Barry Hart
Eastern Mennonite University
Interviewed by Julian Portilla, 2003
This rough transcript provides a text alternative to audio. We apologize for occasional errors and unintelligible sections (which are marked with ???).
A: That is the real struggle. And it's a real struggle related to trauma. How you find ceremonies and rituals for a whole nation? You are aware of a lot of our conflicts today or have been in the last decade, which have been within states, not necessarily across boarders although we've had some of them. We have some strange things going on today but within those borders conflict destroys in weeks and months relationships and buildings and entire cities.
My wife is from Vukovar, Croatia, a city that was completely destroyed in a three-month period. That is what you see and how do you re-build, not only the physical structures, but the emotional and relational links between people. It's very, very difficult. We have to find mechanisms in the larger societies that will draw people together. Of course economics draws people together.
There is a place called Arizona in Bosnia-Herzegovina it's right at the border of Croatia, the Republic of Serbsca which is part of the Bosnia-Herzegovina where Serbs, Croats and Muslims can come together. This place has actually become a small city now because people have to live and they have to trade. It's a great economy but it's also helped people to come together. The majority of people in this situation would tell me, "If we just take care of this at higher echelon of people that are manipulating us for power, we can live across these ethnic divides quite well." There are all these things that happen. We have to have economics. We have to have the political and social infrastructures re-established in creative ways.

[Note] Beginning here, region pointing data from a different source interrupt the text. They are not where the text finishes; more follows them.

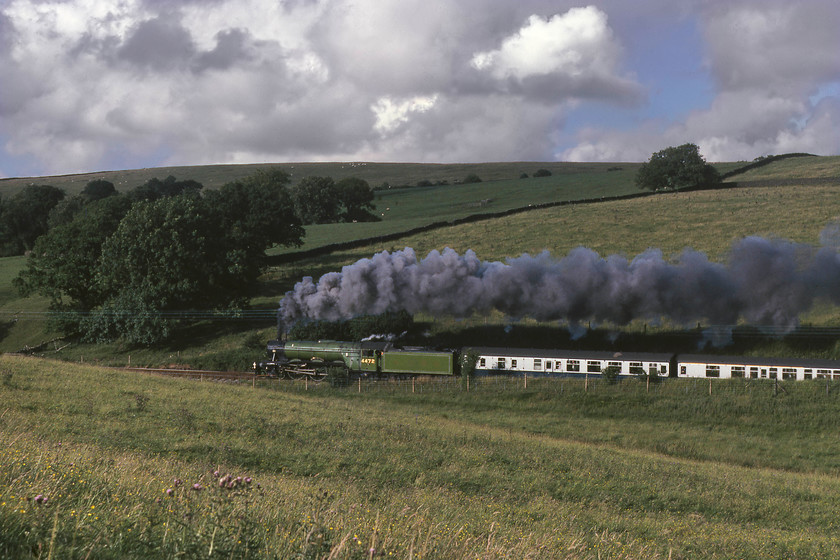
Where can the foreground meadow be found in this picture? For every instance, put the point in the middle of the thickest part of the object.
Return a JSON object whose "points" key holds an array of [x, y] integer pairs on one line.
{"points": [[98, 463]]}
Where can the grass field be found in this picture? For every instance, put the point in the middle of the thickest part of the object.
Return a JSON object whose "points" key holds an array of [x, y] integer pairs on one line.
{"points": [[214, 176], [708, 221], [100, 463], [551, 471]]}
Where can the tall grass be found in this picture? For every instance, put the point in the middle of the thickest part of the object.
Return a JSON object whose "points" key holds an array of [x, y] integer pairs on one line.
{"points": [[498, 472]]}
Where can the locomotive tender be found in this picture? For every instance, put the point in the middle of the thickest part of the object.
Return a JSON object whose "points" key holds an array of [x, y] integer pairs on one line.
{"points": [[315, 359]]}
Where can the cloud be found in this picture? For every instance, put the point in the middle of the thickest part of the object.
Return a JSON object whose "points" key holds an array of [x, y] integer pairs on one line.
{"points": [[92, 84], [777, 79], [573, 54]]}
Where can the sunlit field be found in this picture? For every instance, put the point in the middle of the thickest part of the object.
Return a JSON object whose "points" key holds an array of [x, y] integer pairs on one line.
{"points": [[105, 464]]}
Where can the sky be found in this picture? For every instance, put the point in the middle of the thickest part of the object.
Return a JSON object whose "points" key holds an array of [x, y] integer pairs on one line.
{"points": [[89, 85]]}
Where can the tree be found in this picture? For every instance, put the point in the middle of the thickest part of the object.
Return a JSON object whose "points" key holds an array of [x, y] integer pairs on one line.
{"points": [[133, 269], [356, 196], [676, 168], [66, 210], [155, 189], [64, 261], [316, 201], [255, 213], [163, 259], [98, 189], [25, 217]]}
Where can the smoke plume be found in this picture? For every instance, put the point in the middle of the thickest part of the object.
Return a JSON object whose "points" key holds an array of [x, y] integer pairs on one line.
{"points": [[766, 282]]}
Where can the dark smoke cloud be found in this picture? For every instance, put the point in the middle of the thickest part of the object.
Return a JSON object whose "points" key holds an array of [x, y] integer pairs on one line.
{"points": [[767, 282]]}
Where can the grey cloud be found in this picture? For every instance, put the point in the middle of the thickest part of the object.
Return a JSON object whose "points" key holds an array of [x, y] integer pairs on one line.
{"points": [[784, 46], [232, 47], [160, 44]]}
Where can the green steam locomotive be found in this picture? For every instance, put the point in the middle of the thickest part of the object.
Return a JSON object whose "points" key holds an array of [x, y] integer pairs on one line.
{"points": [[317, 359]]}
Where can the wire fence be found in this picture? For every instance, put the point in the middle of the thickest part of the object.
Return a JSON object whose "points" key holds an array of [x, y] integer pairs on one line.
{"points": [[563, 386]]}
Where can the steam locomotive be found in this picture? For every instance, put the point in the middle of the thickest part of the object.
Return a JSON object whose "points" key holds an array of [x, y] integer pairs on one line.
{"points": [[317, 359]]}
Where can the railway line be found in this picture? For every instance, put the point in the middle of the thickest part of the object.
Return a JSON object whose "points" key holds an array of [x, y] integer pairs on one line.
{"points": [[201, 375]]}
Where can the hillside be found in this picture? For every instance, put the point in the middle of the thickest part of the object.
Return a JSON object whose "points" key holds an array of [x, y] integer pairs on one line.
{"points": [[705, 220], [135, 466]]}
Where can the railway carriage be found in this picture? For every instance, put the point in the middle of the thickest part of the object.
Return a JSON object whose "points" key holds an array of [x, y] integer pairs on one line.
{"points": [[538, 362], [317, 359], [727, 367]]}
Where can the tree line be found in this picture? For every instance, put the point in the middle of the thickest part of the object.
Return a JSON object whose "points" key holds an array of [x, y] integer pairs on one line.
{"points": [[126, 266]]}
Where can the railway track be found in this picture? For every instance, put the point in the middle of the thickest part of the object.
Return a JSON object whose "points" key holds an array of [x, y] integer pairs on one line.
{"points": [[199, 374]]}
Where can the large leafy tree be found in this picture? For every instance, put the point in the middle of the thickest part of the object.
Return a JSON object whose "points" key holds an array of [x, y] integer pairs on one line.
{"points": [[675, 168], [255, 213], [25, 215], [316, 201], [134, 268], [356, 196], [63, 264], [160, 260]]}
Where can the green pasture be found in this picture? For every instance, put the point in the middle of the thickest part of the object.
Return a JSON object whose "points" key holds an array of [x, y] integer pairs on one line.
{"points": [[556, 470], [708, 221], [402, 209], [395, 174]]}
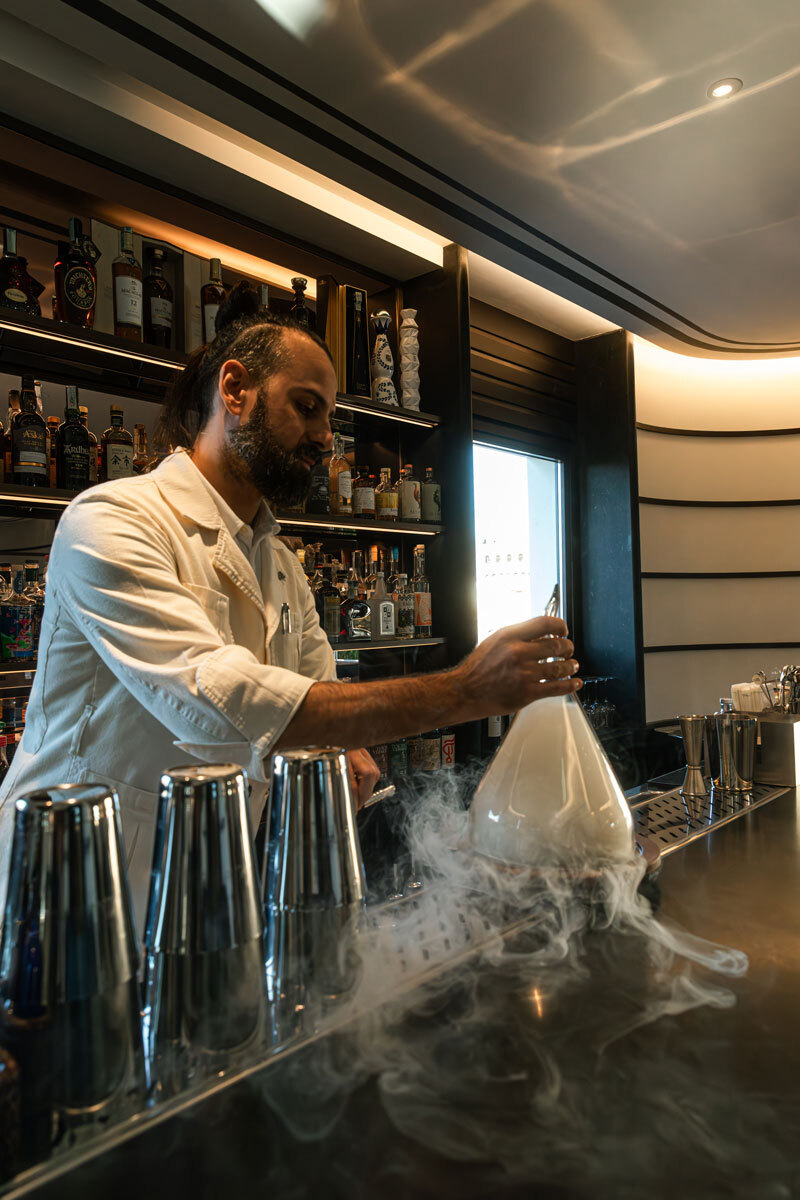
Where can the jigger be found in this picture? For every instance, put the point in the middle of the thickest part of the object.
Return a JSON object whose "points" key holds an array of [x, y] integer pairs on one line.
{"points": [[313, 879], [204, 947], [68, 990]]}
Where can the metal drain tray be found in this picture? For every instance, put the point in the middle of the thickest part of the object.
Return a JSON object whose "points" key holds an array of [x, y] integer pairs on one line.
{"points": [[673, 822]]}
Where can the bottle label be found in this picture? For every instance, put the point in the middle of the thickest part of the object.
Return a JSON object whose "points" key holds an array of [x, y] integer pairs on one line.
{"points": [[409, 501], [119, 460], [127, 293], [421, 609], [79, 287], [432, 503], [161, 312], [209, 318], [364, 501]]}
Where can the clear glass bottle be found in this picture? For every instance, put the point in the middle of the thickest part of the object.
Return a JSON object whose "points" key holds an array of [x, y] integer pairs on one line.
{"points": [[116, 448], [157, 303], [126, 271], [340, 478], [29, 460], [211, 297], [364, 496], [409, 496], [421, 589], [431, 499], [74, 448], [404, 601]]}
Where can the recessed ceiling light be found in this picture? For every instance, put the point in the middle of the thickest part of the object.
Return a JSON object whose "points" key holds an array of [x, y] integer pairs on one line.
{"points": [[723, 88]]}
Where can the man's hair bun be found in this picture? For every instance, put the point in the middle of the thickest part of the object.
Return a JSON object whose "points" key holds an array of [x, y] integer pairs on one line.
{"points": [[241, 301]]}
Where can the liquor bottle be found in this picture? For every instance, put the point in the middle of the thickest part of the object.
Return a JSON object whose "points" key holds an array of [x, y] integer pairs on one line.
{"points": [[18, 291], [116, 448], [383, 611], [340, 478], [385, 497], [92, 444], [17, 621], [74, 448], [140, 457], [157, 297], [431, 503], [421, 589], [404, 603], [30, 466], [409, 496], [76, 279], [53, 450], [298, 312], [329, 606], [355, 616], [126, 270], [319, 497], [35, 592], [211, 297]]}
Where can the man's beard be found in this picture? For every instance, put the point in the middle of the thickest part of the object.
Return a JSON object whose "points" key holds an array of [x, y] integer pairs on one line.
{"points": [[252, 453]]}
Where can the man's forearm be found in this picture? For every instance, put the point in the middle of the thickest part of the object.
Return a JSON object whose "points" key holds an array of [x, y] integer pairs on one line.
{"points": [[359, 714]]}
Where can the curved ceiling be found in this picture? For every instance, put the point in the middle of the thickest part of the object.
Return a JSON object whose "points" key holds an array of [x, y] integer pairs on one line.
{"points": [[571, 142]]}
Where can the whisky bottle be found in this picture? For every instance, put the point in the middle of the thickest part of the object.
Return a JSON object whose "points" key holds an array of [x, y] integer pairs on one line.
{"points": [[140, 457], [421, 589], [92, 444], [18, 291], [340, 478], [364, 496], [116, 448], [409, 496], [76, 279], [157, 297], [29, 461], [404, 603], [53, 450], [385, 497], [74, 449], [211, 297], [126, 271], [298, 312], [383, 610], [431, 503]]}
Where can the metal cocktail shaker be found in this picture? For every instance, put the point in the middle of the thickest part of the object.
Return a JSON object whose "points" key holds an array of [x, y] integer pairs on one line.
{"points": [[204, 971], [313, 881], [68, 991]]}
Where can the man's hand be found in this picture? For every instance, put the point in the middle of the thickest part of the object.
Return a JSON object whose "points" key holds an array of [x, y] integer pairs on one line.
{"points": [[364, 775], [509, 670]]}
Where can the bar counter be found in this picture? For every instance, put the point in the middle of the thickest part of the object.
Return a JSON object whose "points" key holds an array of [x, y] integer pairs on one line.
{"points": [[540, 1072]]}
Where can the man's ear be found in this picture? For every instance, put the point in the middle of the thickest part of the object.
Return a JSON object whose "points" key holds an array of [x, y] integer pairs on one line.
{"points": [[234, 382]]}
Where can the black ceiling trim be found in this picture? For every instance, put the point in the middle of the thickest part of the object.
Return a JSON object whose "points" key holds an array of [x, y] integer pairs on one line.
{"points": [[91, 7], [715, 433], [202, 70]]}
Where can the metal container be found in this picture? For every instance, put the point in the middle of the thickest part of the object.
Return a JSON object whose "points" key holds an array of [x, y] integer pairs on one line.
{"points": [[204, 967], [68, 991], [313, 880]]}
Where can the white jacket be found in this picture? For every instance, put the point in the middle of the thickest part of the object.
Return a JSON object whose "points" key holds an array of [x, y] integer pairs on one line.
{"points": [[160, 647]]}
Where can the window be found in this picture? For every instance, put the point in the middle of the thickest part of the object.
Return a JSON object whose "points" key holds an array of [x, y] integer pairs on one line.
{"points": [[518, 535]]}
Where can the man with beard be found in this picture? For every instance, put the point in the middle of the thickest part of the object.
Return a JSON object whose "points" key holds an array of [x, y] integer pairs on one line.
{"points": [[179, 628]]}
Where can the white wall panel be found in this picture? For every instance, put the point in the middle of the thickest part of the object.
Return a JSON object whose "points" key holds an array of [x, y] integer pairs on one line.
{"points": [[680, 468], [693, 682], [681, 539], [677, 612]]}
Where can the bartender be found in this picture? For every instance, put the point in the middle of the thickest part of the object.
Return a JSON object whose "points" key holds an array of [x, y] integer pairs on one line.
{"points": [[178, 627]]}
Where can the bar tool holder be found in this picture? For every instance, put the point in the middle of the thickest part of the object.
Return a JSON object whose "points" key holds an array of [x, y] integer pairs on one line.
{"points": [[205, 1001], [68, 991]]}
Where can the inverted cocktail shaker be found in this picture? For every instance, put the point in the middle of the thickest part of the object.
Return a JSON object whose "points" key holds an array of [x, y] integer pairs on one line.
{"points": [[68, 990], [204, 970], [313, 880]]}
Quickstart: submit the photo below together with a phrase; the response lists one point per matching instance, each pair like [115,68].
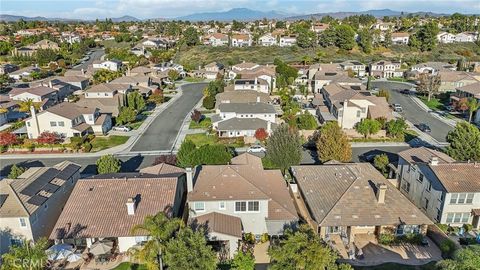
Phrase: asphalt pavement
[412,112]
[96,55]
[163,131]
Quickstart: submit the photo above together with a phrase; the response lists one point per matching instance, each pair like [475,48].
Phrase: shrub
[386,239]
[448,248]
[87,147]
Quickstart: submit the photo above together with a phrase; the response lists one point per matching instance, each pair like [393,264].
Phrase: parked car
[397,107]
[424,127]
[256,149]
[122,128]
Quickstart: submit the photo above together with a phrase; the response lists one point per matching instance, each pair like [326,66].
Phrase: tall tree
[284,147]
[464,142]
[160,229]
[367,127]
[428,84]
[473,106]
[108,164]
[332,143]
[27,256]
[189,250]
[302,250]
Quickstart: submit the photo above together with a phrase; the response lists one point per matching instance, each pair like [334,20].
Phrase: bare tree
[428,84]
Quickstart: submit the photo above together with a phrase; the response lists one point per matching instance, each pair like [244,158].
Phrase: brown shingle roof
[96,207]
[245,179]
[221,223]
[344,195]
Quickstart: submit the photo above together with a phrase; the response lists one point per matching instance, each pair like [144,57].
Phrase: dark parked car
[424,127]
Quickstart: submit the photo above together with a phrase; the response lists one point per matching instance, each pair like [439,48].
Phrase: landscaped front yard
[101,143]
[205,123]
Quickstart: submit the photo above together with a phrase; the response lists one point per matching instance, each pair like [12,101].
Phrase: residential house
[287,40]
[110,205]
[400,38]
[355,66]
[107,97]
[45,96]
[445,37]
[31,204]
[243,119]
[350,104]
[216,39]
[112,65]
[240,198]
[267,40]
[256,84]
[465,37]
[451,80]
[241,40]
[68,120]
[23,73]
[241,96]
[386,69]
[345,201]
[447,191]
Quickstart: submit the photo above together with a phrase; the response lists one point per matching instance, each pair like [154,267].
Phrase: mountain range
[239,14]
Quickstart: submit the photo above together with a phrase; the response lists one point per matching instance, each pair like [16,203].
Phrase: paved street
[413,112]
[132,163]
[161,134]
[96,55]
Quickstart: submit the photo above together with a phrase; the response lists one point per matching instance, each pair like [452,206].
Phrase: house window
[253,206]
[199,206]
[470,197]
[429,186]
[221,205]
[23,222]
[240,206]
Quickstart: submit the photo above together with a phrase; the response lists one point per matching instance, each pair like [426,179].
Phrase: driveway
[163,131]
[412,112]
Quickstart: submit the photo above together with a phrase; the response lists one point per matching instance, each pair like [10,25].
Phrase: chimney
[381,190]
[130,207]
[189,171]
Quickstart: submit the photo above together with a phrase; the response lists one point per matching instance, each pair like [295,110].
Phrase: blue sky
[92,9]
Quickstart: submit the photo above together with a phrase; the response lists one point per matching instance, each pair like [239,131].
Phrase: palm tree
[27,256]
[26,104]
[473,105]
[160,229]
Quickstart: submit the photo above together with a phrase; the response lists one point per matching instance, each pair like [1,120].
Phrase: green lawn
[200,139]
[396,266]
[130,266]
[101,143]
[204,123]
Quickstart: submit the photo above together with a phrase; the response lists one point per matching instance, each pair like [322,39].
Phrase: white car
[121,128]
[256,149]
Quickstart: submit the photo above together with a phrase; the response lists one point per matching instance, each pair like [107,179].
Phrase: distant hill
[378,13]
[239,14]
[14,18]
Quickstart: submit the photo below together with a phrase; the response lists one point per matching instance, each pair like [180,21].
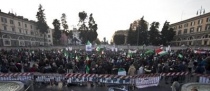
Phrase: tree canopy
[167,33]
[41,23]
[87,33]
[57,32]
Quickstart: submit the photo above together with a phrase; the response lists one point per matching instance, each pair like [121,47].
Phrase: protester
[108,62]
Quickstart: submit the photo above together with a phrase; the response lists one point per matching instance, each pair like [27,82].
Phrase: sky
[110,15]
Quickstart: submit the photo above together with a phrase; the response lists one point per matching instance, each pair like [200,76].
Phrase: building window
[186,25]
[2,19]
[7,42]
[185,31]
[20,30]
[11,22]
[180,26]
[200,21]
[5,27]
[179,32]
[199,28]
[207,27]
[19,24]
[13,29]
[192,23]
[192,30]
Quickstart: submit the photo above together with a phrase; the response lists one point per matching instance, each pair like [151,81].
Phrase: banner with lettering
[147,81]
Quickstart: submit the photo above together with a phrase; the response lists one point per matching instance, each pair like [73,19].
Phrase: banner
[147,82]
[203,79]
[132,51]
[88,46]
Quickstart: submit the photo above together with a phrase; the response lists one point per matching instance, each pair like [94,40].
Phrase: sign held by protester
[147,82]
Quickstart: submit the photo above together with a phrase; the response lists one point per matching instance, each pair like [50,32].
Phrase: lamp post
[200,10]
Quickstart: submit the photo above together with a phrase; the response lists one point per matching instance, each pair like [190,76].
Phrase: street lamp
[201,10]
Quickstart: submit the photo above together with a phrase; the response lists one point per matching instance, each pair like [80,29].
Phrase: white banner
[88,47]
[147,82]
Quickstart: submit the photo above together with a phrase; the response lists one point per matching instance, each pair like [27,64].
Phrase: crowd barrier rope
[140,81]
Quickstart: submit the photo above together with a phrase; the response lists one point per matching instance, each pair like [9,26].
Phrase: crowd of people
[104,62]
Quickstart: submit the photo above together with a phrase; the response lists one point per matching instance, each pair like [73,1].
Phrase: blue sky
[110,15]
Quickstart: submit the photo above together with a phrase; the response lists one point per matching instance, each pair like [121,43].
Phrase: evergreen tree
[154,36]
[57,32]
[93,28]
[167,34]
[41,23]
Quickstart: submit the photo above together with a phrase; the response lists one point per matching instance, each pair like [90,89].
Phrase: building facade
[192,32]
[19,31]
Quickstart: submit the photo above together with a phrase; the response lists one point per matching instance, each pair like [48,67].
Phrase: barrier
[140,81]
[15,76]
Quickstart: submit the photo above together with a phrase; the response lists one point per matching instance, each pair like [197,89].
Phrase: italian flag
[161,52]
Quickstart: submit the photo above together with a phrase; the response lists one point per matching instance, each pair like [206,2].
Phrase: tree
[132,36]
[154,36]
[167,34]
[87,33]
[93,28]
[57,32]
[41,23]
[142,32]
[119,39]
[64,23]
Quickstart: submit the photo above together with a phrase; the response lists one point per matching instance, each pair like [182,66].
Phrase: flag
[87,58]
[180,56]
[158,50]
[87,69]
[129,55]
[98,48]
[162,53]
[148,52]
[88,46]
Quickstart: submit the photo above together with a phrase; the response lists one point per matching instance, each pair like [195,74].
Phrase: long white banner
[147,82]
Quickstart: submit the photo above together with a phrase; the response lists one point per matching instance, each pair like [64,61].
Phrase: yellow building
[192,32]
[19,31]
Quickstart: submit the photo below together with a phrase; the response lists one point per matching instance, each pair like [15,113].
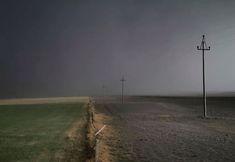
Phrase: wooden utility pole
[122,80]
[203,47]
[103,89]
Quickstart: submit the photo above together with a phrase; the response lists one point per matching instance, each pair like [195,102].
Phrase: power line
[122,80]
[203,47]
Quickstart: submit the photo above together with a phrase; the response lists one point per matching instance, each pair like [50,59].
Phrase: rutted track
[167,131]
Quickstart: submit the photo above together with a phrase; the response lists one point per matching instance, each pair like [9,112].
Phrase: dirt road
[167,130]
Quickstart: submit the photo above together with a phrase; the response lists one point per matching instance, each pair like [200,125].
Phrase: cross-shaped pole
[203,47]
[122,80]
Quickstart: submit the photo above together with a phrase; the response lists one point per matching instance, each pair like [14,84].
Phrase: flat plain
[42,132]
[169,129]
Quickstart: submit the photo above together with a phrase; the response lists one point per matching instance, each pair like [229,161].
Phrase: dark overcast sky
[72,47]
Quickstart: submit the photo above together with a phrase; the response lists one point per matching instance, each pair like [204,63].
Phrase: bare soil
[152,129]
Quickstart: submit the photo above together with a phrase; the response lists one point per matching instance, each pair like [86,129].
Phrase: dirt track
[169,130]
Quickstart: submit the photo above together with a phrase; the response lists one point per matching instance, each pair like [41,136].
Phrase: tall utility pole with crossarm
[122,80]
[203,47]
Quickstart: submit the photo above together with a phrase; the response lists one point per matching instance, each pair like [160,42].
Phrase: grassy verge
[48,132]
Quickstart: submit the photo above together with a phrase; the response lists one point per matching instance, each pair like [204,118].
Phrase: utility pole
[203,47]
[103,88]
[122,80]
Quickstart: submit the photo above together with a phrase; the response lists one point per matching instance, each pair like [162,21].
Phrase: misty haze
[117,80]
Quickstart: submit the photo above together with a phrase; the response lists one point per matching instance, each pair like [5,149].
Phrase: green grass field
[41,132]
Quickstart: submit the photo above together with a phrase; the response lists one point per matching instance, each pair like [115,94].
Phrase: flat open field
[42,132]
[151,129]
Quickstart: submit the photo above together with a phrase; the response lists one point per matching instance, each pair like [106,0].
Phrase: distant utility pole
[203,47]
[103,88]
[122,80]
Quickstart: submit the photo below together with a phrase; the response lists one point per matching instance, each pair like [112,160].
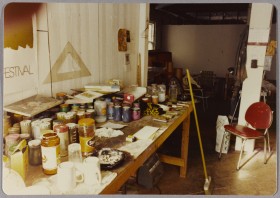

I'm also convinced too, and we haven't done a lot of this, you don't see it across the conflicts in our world, where ritualistically things have been done that have been part of that whole re-building and remembering and re-establishment of relationship. I do know, and this had a political overtone to it, in Uganda there was a ceremony ten years after their civil war, where the mortal remains that were scattered across the land that were still visible and obviously not buried by relatives and not known. They were brought into Kampala the capital and a huge ceremony took place that was on national television. Thousands of people participated in that with the religious and traditional leaders doing the ritualistic ceremony of burying these bones. I think that again it had some political overtone. However, that sort of thing done well is what we need to do more of as part of the reconstructing and re-establishing of relationships in these post-war settings. We also have to work in a way that's better coordinated. That is, the various NGOs, I forget how many hundreds of NGOS were in Sarajevo, and we would have weekly meetings and there were some cooperations.
Q: Meeting between all the NGOs?
A: Yeah, not all the NGOS, but a lot of them. There was some discussion about how we could work together. The UN would generally bring these groups together. But I think that is a piece that really needs to be worked on. We need to find good facilitator coordinators that will bring people together and ask, "How can you work more effectively together" Why are we duplicating this work? How can we work in tandem? How can our gifts and skills be woven together?"
In the world of realpolitik and reality you have the funding organizations behind that particular NGO that have a particular agenda and mandate. Some of that is changing over time and I am really thankful that there is more cooperation and partnering, not just of the international communities but the local ones as well. That is something for peace building. Part of that cooperation and partnering, for me, needs to have the component of trauma recovery, with a recognition that trauma recovery and justice and peacebuilding go together and as do justice and peacebuilding, trauma recovery contends.